One of the big themes of my forthcoming book, Empowering the New American Worker, is that our political class often misunderstands—willfully or otherwise—much of the U.S. workforce. I discussed this problem generally back in September, but there may be no better specific example than the Biden administration’s recent broadside against independent work, in the form of a new Department of Labor proposed rule for determining when a worker is properly classified as a contractor or an “employee” under the Fair Labor Standards Act (and thus subject to minimum wage, overtime, and other labor regulations). The rule is complicated and still preliminary, but most experts agree on its objective and likely result: to make it more difficult for workers to be classified as independent and thus to force many of them to be reclassified as employees, whether they like it or not.

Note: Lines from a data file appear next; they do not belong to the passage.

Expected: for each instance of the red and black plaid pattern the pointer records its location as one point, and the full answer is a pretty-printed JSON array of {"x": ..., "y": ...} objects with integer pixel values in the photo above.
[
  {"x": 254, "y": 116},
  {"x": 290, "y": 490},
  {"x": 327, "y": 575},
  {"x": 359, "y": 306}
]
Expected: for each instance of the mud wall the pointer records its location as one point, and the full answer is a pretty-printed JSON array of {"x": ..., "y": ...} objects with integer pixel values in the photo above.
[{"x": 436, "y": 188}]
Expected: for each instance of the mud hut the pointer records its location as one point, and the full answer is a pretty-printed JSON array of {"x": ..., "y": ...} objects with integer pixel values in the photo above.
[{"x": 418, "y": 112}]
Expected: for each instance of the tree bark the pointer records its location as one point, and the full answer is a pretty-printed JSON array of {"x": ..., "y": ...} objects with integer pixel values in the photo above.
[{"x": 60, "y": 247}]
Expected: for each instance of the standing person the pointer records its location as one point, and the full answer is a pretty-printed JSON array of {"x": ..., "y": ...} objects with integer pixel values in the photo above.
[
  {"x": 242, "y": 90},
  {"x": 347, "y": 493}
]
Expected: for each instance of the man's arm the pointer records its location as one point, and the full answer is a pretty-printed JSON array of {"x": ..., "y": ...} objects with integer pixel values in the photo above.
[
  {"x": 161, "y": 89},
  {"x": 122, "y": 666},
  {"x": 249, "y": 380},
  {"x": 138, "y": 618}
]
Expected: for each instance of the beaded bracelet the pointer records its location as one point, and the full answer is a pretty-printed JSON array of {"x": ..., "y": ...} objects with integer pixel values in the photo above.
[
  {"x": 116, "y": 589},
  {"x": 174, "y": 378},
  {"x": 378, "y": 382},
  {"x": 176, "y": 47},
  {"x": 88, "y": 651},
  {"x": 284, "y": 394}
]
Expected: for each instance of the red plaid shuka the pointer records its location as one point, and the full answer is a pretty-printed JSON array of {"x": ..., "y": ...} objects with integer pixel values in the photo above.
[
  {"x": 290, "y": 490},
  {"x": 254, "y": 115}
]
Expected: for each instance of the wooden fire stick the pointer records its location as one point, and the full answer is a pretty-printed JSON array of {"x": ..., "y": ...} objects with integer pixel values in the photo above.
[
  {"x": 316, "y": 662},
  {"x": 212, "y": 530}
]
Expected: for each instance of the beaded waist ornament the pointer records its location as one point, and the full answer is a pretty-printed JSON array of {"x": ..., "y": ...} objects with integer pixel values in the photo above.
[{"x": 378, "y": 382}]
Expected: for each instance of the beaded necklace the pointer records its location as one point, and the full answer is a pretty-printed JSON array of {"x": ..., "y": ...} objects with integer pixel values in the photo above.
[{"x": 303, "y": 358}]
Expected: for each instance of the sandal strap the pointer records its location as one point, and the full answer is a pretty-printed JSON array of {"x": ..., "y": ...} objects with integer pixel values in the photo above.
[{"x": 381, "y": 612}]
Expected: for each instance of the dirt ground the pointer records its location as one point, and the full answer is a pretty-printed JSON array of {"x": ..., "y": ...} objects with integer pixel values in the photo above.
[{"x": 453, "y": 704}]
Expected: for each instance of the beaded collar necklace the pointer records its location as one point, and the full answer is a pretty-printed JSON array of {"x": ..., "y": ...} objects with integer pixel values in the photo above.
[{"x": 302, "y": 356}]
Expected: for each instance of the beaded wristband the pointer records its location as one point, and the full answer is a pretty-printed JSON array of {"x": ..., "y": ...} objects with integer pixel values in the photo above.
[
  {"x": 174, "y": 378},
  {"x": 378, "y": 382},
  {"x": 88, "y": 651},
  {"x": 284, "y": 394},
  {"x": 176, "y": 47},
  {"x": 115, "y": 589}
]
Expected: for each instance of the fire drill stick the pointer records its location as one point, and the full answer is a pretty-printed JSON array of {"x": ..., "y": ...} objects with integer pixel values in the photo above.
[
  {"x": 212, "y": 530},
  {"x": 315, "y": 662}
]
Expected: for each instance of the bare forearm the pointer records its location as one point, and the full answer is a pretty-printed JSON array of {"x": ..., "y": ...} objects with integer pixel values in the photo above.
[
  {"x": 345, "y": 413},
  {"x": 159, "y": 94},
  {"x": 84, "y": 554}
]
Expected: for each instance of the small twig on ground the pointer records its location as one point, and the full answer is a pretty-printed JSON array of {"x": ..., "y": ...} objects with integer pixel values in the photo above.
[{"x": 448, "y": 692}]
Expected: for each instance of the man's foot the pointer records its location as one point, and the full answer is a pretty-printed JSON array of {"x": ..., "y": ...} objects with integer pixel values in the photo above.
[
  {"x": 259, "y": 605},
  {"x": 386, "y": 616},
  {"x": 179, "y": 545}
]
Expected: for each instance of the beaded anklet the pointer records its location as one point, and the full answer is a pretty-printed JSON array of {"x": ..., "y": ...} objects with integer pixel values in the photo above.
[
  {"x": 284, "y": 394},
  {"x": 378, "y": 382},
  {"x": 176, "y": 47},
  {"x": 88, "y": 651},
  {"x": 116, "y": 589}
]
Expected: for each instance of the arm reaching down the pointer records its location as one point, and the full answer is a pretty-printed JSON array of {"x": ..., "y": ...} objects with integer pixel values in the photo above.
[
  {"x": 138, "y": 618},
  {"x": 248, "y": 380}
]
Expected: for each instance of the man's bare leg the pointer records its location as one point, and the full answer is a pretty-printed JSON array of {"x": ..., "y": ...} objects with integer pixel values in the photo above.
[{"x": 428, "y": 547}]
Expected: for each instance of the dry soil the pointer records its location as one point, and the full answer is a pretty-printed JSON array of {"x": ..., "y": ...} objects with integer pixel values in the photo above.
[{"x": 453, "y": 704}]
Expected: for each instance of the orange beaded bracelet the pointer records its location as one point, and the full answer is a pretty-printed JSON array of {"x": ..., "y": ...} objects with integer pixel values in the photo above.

Such a rule makes sense if you think, as many in Washington seem to do, that independent work in the United States is primarily about a handful of poor gig workers forced to toil as contractors by a nefarious employer abusing his market power to save a few bucks on taxes/benefits and to avoid various labor protections. Thus, the theory goes, state and federal governments must step in to ensure that almost every worker is classified as an employee so they can rightly enjoy the fruits of a highly regulated U.S. labor market. (More on those supposed fruits another time.)
As Ilana Blumsack and I detail in Empowering, however, the reality of independent work in the United States is far different from what proponents of the Biden rule would have you believe. And implementing that rule—or others like it—could harm millions of American workers, and the U.S. economy more broadly, for no good policy reason.